Monday, May 6, 2013

Status quo, maintained

I asked the school about ABA therapy, noting that our pediatrician strongly recommended it and wrote us out a prescription and everything, and also noting that I'm worried about how kiddo is going to do next year when he switches to a full day of school. The school folks are checking into it, but noted that they would have to get clearance to arrange such services for a non-IEP student.

Well, I knew that whole "he doesn't need an IEP, he's doing great academically" decision would come back to exasperate me at some point.

In all honesty, his school has done a lot for him -- classroom accommodations, OT, social skills group, regular meetings to discuss progress -- so I can't really complain. The boards on are full of parents upset that their school won't give accommodations or won't follow the 504 plan or won't discuss issues with the parents or won't even acknowledge that ADHD is a real thing, and write the kid off as lazy/stupid/badly parented. We're in a pretty good place, comparatively.
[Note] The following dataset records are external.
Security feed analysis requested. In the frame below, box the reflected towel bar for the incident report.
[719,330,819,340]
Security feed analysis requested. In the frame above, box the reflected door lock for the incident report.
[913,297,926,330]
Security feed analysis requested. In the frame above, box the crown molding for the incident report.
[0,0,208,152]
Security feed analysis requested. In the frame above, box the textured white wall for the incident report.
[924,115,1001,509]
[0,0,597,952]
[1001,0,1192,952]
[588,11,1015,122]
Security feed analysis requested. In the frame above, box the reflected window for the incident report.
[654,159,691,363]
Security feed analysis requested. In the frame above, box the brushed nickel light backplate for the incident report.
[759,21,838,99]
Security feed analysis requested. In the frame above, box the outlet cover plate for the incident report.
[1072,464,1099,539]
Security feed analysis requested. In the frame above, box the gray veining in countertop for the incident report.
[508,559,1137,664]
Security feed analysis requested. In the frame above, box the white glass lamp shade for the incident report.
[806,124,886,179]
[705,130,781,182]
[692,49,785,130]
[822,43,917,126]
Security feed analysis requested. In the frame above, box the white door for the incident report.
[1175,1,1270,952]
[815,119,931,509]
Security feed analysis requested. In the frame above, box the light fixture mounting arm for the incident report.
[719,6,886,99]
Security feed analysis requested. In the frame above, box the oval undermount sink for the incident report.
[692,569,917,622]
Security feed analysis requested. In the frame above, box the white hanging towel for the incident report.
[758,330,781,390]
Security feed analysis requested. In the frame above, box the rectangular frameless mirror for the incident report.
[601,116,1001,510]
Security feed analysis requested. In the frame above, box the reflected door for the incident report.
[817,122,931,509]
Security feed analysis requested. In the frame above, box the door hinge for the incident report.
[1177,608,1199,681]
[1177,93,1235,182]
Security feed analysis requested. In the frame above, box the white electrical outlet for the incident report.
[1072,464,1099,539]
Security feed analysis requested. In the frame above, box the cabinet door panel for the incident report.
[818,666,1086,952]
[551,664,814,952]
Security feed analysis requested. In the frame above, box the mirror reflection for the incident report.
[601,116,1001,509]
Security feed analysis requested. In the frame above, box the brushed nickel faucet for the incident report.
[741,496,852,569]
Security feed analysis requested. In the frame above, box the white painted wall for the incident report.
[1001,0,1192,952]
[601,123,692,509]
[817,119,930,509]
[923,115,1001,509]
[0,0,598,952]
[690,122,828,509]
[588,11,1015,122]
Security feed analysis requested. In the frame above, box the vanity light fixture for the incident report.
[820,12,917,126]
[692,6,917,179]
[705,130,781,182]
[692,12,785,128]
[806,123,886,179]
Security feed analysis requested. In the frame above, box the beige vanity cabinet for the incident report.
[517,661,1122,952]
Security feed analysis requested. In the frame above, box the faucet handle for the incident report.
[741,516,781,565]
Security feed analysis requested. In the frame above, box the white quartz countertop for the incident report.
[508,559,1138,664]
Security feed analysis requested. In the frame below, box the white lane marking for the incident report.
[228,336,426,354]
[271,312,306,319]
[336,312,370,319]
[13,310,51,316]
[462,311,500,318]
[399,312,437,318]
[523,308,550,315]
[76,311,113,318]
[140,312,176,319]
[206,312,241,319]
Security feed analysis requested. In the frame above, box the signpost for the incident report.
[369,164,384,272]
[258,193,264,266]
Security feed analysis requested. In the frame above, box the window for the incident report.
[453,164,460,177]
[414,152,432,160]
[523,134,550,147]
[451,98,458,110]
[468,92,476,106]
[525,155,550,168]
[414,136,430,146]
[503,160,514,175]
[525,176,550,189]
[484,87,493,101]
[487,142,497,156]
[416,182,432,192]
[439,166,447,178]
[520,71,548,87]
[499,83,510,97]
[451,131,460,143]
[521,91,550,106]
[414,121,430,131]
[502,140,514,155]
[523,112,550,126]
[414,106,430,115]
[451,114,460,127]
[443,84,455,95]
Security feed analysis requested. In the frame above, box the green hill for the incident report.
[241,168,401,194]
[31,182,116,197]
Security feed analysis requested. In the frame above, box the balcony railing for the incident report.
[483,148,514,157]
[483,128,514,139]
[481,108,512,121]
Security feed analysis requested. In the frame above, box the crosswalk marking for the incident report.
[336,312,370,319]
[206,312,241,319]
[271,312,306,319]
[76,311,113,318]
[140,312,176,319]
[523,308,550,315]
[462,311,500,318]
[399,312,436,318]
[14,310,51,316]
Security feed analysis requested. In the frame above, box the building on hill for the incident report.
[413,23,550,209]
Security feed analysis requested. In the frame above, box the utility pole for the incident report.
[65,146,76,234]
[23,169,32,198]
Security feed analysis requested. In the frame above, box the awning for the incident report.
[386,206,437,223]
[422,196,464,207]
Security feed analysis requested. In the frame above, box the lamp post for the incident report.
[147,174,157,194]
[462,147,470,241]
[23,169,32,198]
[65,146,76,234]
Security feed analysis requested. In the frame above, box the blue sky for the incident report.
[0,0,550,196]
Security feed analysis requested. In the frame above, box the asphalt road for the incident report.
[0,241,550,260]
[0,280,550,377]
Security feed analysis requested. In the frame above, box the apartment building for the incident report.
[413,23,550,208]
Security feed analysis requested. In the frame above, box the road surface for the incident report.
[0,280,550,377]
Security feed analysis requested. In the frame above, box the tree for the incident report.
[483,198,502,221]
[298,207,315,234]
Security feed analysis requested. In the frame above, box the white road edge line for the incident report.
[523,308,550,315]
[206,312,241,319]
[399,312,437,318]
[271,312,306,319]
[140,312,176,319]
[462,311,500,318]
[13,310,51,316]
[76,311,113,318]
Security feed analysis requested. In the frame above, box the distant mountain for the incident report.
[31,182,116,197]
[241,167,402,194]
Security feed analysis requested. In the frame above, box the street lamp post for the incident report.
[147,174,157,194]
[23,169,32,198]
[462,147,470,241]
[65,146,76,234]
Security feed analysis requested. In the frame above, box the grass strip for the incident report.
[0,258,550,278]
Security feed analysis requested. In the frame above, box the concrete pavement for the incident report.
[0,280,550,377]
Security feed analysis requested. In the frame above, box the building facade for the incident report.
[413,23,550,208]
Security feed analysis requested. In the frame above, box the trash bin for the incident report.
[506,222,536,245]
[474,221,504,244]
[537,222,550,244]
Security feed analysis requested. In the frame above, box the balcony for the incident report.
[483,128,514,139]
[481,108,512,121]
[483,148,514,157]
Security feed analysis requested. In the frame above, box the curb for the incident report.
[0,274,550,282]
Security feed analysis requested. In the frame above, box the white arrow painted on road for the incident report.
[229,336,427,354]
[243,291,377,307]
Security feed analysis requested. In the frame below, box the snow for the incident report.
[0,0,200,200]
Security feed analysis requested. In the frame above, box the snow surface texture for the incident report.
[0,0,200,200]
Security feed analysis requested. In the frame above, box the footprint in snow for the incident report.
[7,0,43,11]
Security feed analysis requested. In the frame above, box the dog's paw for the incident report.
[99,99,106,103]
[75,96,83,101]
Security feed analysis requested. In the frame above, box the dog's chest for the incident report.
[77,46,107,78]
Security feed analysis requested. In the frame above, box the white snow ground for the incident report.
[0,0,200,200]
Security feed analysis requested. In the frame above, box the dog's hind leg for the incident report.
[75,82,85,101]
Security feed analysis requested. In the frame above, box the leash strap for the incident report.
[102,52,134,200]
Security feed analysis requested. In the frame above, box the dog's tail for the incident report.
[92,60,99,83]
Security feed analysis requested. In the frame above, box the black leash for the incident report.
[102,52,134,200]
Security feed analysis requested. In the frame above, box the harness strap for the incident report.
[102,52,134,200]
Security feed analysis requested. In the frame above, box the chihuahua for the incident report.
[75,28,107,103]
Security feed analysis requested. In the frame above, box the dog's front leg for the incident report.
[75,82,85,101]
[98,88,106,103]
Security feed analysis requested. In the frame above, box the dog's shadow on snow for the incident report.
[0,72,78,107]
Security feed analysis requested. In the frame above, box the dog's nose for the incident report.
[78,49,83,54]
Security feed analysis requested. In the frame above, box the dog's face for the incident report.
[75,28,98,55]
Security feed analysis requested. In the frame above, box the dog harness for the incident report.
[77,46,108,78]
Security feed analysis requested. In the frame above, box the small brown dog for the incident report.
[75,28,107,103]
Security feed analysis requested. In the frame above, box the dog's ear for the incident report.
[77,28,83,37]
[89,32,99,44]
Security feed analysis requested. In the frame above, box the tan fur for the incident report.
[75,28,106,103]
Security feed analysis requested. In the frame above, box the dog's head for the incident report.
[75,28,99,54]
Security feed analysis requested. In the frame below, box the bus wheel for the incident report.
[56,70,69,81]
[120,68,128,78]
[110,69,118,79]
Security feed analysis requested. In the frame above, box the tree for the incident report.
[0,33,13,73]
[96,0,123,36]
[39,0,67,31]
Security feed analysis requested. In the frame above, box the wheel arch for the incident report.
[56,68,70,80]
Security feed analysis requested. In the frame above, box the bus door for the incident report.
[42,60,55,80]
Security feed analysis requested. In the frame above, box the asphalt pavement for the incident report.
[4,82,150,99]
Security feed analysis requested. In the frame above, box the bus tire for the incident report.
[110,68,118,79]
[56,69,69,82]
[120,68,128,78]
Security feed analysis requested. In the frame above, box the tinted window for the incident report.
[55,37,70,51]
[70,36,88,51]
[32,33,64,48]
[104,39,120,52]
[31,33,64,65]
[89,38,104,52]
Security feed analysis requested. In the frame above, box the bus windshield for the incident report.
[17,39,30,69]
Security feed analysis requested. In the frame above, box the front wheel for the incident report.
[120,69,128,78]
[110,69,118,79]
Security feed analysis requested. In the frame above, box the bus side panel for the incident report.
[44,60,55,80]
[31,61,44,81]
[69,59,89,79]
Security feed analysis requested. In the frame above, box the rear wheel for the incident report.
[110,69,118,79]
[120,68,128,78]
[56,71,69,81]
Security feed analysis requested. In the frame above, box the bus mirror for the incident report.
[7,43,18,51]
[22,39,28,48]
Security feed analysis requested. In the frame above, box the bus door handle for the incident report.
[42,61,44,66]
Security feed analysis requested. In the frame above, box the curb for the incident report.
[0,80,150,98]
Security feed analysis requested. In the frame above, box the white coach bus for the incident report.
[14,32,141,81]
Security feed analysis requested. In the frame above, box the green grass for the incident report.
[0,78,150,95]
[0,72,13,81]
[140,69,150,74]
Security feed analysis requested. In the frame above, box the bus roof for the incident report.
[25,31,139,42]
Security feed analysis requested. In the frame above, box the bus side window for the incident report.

But I do think he could use the therapy. I'd rather go the extra mile now, than wait until he's really floundering and try frantically to make up for lost time.

I will say kiddo has one thing very much going for him: He's a dancing fool. We were at a first communion party yesterday, with a dance floor and a kid-friendly DJ and everything, and he basically danced the whole time, except when he was eating. It's hilarious and adorable (and in about eight years, will serve him well at school dances). Some of the other boys at the party were out in the hallway instead, tumbling around and tackling each other and throwing a ball around (and probably threatening the nice loungy furniture), and I know if kiddo had joined them he would've taken the roughhousing that half-step too far and hurt someone, or gotten in trouble -- inevitably being the only one to get in trouble, and not understanding why. So dance away, my son. Rock it Gangnam Style.

Only downside to the day, really, was the ice cream bar and the cake and the chocolate lollipops. Which were tasty, don't get me wrong. But I knew all the sugar would probably cause issues for kiddo, and I was right -- getting him out of the house this morning was a nightmare. He actually got out-and-out oppositional -- "No! I don't want to brush teeth! I want to play!" and running off -- which he hasn't done in a long time, certainly not since starting the medication. It's a conundrum, situations like that. Do I tell him he has to be the only kid in the room not eating dessert? Or do I suck it up and let him go all wonky later on? It's a lose-lose situation either way, seems like.


  1. We did not give Peter ice cream or cake at the party yesterday and we were super glad. And if he IS going to eat cake, I don't want it to be crappy party cake. I brought him a drinkable yogurt and a breakfast bar.

    1. But would I also do that for kiddette? And if not, wouldn't kiddo notice that he's eating a different dessert than his sister? I dunno, it seems like a potentially problematic solution. I think either we let him have the occasional dive into Junk Food Land, or we don't bring him to any parties.